An image of a young Sylvette standing in front of Picasso’s painting of her, on display in the Kunsthalle museum in Germany (AFP via Getty Images)

Not every ex-muse of Picasso has had such fine things to say about him, of course. Two of Picasso’s muses went on to kill themselves, and more have made claims of mistreatment. But Corbett had a far healthier relationship with the artist. Describing their time together as a “mystical marriage,” Corbett insists she and Picasso were never romantically involved, and instead forged a more paternal relationship. “He was like a father to me,” she says. As for the experiences of his other muses, Corbett has no idea. “I’m not a reader, so I don’t know anything that went on with [the rest of] his life. For me, he was the perfect father figure. And a lot of young men can be horrible with young girls, but he wasn’t. So why wasn’t he nasty to me? He was very sensitive, and he could feel I was frightened of men, so he wasn’t.”

Lydia Corbett looks at an image of her and Picasso in 1954, on display in the Kunsthalle museum, 2014 (AFP via Getty Images)

Corbett also notes that Picasso could be playful with her, “like a little boy”, she says. “One day, he drew a spider on the floor, then forgot about it, saw it and jumped out of his skin.
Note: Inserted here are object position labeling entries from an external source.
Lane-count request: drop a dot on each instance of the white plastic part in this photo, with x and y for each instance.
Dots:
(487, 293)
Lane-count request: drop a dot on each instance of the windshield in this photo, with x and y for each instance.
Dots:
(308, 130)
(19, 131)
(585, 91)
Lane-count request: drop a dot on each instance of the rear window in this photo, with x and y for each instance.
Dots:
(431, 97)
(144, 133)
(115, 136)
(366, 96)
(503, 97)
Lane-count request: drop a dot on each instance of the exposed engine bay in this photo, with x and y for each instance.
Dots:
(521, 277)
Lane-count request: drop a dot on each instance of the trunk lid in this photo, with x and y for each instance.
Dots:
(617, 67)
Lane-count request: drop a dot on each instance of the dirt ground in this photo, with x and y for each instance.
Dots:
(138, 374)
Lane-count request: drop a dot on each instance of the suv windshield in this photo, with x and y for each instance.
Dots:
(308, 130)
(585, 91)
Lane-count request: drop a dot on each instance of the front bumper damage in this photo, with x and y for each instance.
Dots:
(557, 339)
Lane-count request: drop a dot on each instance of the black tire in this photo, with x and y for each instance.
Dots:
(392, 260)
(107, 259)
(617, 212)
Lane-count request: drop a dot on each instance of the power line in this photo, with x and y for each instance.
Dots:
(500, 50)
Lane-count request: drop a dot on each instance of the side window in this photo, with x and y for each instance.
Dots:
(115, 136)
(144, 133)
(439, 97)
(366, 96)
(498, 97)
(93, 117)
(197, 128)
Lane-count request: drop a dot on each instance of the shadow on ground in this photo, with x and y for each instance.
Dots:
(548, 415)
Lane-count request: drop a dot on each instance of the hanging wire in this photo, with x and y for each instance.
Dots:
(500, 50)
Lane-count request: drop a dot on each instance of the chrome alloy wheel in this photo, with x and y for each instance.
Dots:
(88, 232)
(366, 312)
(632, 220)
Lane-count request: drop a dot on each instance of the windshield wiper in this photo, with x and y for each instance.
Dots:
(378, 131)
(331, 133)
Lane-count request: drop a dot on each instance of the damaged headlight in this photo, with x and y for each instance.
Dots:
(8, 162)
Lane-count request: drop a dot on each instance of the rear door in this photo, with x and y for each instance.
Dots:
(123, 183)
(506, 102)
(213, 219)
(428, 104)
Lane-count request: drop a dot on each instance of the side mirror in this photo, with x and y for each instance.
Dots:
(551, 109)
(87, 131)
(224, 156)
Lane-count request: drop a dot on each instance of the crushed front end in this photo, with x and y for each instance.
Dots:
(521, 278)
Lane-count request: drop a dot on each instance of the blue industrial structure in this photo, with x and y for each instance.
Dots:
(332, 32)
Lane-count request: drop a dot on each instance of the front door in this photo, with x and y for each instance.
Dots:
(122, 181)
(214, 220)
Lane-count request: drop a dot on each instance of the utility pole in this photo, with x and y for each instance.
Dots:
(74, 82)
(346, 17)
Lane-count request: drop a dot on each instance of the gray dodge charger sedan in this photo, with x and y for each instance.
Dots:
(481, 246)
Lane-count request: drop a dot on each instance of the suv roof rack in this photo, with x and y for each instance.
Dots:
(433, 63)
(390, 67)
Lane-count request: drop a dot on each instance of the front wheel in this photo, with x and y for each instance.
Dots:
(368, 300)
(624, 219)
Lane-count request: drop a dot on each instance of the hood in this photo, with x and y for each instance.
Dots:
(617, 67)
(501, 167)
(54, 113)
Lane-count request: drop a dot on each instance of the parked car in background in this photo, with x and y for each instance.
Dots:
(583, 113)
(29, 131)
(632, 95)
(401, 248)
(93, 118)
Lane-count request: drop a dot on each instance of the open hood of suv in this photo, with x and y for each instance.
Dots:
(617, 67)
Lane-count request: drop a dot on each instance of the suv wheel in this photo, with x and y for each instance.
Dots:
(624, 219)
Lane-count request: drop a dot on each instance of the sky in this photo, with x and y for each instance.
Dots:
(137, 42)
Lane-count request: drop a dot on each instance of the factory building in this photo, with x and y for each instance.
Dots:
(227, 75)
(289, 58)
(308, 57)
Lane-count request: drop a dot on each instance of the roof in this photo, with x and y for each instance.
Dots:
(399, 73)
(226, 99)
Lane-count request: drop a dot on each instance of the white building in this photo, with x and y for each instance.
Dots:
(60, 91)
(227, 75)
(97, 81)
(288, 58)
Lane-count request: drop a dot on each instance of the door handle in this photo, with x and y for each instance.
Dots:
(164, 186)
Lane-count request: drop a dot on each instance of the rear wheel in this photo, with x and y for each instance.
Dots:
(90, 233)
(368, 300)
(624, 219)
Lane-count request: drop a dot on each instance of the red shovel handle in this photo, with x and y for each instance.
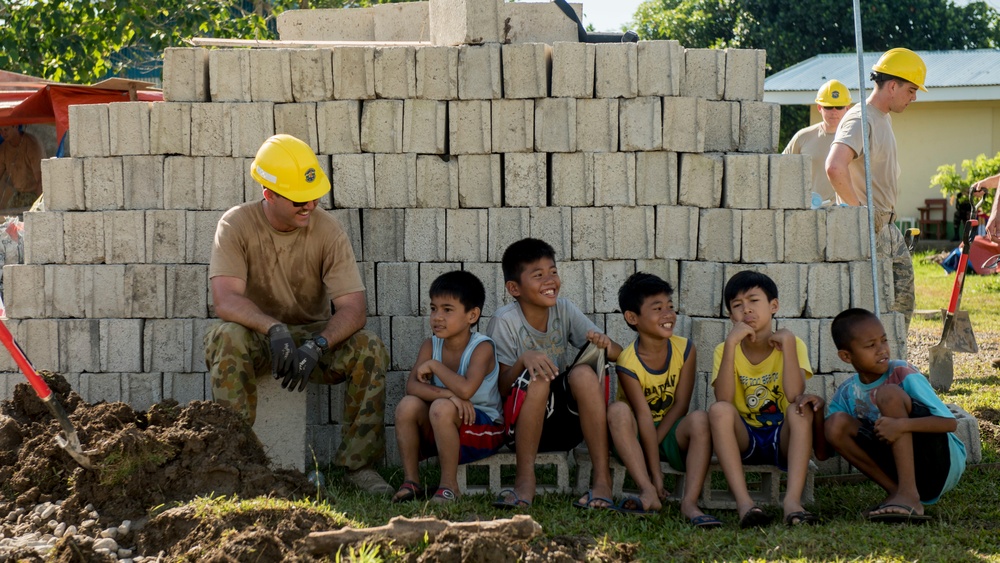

Another day, I had hiccups, and he jumped about with a knife to scare me and stop the hiccups, and it worked!”

Today, it is clear that Picasso’s influence runs through the work Corbett is producing with Alice. The faces that look out from their ceramics have a cubist feel, and the animals featured include minotaurs and warhorses. But they’re also more feminine and childlike, just as Corbett was when she became Picasso’s muse. The youthfulness of the collection may also reflect the collaboration of mother and daughter. After all, Lydia was the one who first taught Alice how to make pottery, and now Alice is reteaching her mother, completing the cycle.

Two items from Lydia and Alice’s exhibition, which is a collaboration between the two artists (Lydia Corbett/Alice Corbett)

Alice honed her skills at Kingston University, where she met her husband, former England rugby captain Lawrence Dallaglio, who bought Alice her first pottery wheel. “He went and asked my tutors what I should get, and he got me this lovely Japanese wheel which I’ve still got, shining in the corner,” she says. “Mum and I are working on getting him in to do some throwing, but not yet,” she laughs.

While Picasso’s influence may still feel present in the Corbett’s collection 68 years after meeting the young Sylvette, Alice and Lydia’s works are entirely their own. It is far less a mystical marriage between artist and muse, than it is a bond between mother and daughter.